When training updates increase, the WERs on source language datasets decrease, including in-domain (validation, WSJ) and the cross-domain (SWBD) datasets. On the contrary, the cross-lingual (AISHELL-1) WER increases. This indicates the trade-off between performances of the source language and other languages: with more training updates, the wav2vec-S model becomes more language-specific and the cross-lingual generalization ability is thus degraded.

4.7 Training Time

Refer to caption
Figure 2: Comparison of training time for self-supervised, semi-supervised pre-training and fine-tuning.

We conduct experiments using 8 V100 GPUs to show the training time for the two steps in wav2vec-S and fine-tuning in Fig. 2. The semi-supervised pre-training requires much less training time than the wav2vec 2.0 self-supervised training. The reason is that self-supervised pre-training can speed up the convergence of the followed semi-supervised pre-training. Moreover, since the self-supervised pre-training is task-agnostic, it can be reused by all downstream tasks. Therefore, for a new task, only semi-supervised pre-training is required to be conducted before fine-tuning.

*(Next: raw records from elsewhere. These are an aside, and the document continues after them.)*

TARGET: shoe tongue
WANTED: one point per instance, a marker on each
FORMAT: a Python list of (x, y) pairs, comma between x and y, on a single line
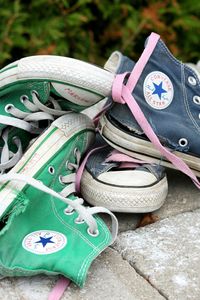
[(113, 62), (14, 92)]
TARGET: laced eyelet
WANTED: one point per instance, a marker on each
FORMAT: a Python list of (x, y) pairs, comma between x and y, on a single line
[(51, 170), (8, 107), (93, 234), (192, 80), (68, 213), (196, 100), (75, 151), (79, 221), (183, 142), (35, 92), (60, 179), (23, 98), (15, 138)]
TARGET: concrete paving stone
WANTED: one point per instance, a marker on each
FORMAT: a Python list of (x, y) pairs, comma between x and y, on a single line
[(183, 195), (167, 254), (110, 277), (125, 221)]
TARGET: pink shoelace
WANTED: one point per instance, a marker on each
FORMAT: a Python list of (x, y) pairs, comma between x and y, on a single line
[(121, 93)]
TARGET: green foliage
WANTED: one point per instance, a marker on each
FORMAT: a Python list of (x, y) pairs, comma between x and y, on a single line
[(91, 30)]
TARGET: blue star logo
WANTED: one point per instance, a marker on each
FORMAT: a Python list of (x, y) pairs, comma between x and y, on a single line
[(44, 241), (158, 89)]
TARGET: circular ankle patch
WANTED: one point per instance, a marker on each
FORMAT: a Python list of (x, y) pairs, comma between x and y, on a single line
[(44, 242), (158, 90)]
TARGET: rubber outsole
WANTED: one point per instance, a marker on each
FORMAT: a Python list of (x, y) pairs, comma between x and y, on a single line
[(124, 199), (141, 148)]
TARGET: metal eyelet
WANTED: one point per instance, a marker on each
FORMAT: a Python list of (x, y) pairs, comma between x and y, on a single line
[(8, 107), (183, 142), (75, 151), (35, 92), (196, 100), (51, 170), (68, 213), (60, 179), (192, 80), (78, 221), (93, 234), (23, 98)]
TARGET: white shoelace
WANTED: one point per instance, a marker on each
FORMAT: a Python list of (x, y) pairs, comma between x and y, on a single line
[(85, 214), (28, 121)]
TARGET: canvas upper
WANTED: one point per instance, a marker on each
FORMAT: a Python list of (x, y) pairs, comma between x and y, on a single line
[(44, 226)]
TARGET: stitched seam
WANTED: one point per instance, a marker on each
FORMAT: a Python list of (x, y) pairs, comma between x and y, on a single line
[(185, 99)]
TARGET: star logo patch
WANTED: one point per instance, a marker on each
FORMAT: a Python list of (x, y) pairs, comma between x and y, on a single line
[(158, 90), (44, 242)]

4.8 On Different Self-supervised Pre-trained Models

Table 5: Wav2vec-S performance with wav2vec 2.0 or data2vec as the self-supervised pre-training approach.
Method WER (%)
WSJ SWBD AISHELL-1 AVG
dev93 eval92 RT03 H-SB H-CH dev test
1h fine-tune
wav2vec 2.0 8.4 6.4 28.1 19.9 28.9 67.3 66.8 32.3
wav2vec 2.0 + semi 5.4 3.8 22.6 14.2 22.7 48.9 48.7 23.8
data2vec 6.8 5.1 25.6 15.8 26.0 51.2 50.9 25.9
data2vec + semi 5.3 3.4 22.6 13.3 22.8 45.9 45.5 22.7
10h fine-tune
wav2vec 2.0 5.1 3.5 19.6 11.8 19.6 14.8 14.6 12.7
wav2vec 2.0 + semi 4.4 2.9 18.7 10.8 18.8 13.6 14.0 11.9
data2vec 4.6 3.0 19.2 10.7 19.2 14.0 14.2 12.1
data2vec + semi 4.3 2.8 18.7 10.4 18.8 13.8 14.2 11.9

We use another self-supervised pre-trained model data2vec to test the generalization of wav2vec-S on different self-supervised pre-trained models. As shown in Table 5, data2vec outperforms wav2vec 2.0 on all datasets, illustrating the effectiveness of data2vec. And the wav2vec-S approach still consistently improves the performance of data2vec with the additional semi-supervised pre-training step. Therefore, wav2vec-S could act as a universal refinement approach to enhance a given self-supervised pre-trained model.

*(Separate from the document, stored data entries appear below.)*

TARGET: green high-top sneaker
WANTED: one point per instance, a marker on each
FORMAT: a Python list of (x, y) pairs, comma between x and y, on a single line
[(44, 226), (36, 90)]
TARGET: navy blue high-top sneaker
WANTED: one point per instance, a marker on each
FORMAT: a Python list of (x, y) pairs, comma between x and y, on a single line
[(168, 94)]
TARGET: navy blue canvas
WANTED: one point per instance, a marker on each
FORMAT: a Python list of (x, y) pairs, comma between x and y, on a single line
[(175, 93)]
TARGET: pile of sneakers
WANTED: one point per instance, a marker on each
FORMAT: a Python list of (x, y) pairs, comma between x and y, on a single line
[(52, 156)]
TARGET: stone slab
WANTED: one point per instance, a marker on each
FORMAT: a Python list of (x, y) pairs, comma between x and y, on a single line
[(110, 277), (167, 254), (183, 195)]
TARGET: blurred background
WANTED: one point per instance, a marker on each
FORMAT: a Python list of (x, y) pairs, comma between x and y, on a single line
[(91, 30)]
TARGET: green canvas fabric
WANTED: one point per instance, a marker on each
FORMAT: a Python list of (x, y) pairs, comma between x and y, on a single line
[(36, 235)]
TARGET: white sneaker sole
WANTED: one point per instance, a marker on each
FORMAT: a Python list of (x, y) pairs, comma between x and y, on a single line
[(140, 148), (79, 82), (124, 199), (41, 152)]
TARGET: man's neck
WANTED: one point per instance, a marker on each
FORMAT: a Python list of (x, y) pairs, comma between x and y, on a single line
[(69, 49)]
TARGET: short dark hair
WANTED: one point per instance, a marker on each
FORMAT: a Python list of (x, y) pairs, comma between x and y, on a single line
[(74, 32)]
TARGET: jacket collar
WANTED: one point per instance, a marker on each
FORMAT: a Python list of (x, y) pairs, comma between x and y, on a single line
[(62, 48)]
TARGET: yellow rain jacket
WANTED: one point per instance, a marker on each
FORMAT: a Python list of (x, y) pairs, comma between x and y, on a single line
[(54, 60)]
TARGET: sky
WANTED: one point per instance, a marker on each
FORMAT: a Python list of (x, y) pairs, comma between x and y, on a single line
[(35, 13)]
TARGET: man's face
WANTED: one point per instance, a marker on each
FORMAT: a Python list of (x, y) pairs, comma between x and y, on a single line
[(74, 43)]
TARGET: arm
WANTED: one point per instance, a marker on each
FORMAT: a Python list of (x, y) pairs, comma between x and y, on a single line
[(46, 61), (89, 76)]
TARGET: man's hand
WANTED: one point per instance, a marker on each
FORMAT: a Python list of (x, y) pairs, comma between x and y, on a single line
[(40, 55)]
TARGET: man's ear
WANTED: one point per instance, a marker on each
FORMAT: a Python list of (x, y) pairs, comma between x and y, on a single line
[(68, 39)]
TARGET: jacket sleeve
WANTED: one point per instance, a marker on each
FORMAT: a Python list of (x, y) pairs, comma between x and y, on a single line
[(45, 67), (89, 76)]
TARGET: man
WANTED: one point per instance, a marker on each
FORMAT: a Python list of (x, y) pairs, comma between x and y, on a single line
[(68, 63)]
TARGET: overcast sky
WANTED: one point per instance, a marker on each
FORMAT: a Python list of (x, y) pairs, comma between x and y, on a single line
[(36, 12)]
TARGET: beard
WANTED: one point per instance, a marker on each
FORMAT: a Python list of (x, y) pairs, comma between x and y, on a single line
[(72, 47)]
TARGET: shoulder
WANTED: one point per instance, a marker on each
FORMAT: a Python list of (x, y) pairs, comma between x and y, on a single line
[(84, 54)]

4.9 Analysis with Representation Similarity

We analyze the representation similarity before and after fine-tuning for different pre-trained models to show if a particular layer of the pre-trained model is suitable for the ASR task. Specifically, the fine-tuning is performed on the 10h subset. We follow the practice in [8] and compute the CCA similarity between representations from each layer of a pre-trained model and the same layer of the corresponding fine-tuned model, where the lower CCA similarity means the representation changes more significantly during fine-tuning.

Refer to caption
(a) WSJ
Refer to caption
(b) SWBD
Refer to caption
(c) AISHELL-1
Figure 3: CCA similarity between each layer of a pre-trained model and the same layer of corresponding fine-tuned model.

As shown in Fig. 3, the last few layers of wav2vec 2.0 change significantly during fine-tuning, which illustrates the representations in its last few layers are less effective for ASR. This phenomenon is alleviated in data2vec on both in-domain and cross-domain datasets (WSJ and SWBD), which could be the reason why data2vec outperforms wav2vec 2.0. With the semi-supervised pre-training, both wav2vec 2.0 and data2vec have more similar representation to the fine-tuned model, illustrating semi-supervised pre-training effectively closes the representation gap between the task-agnostic self-supervised pre-trained model and task-specific fine-tuned model.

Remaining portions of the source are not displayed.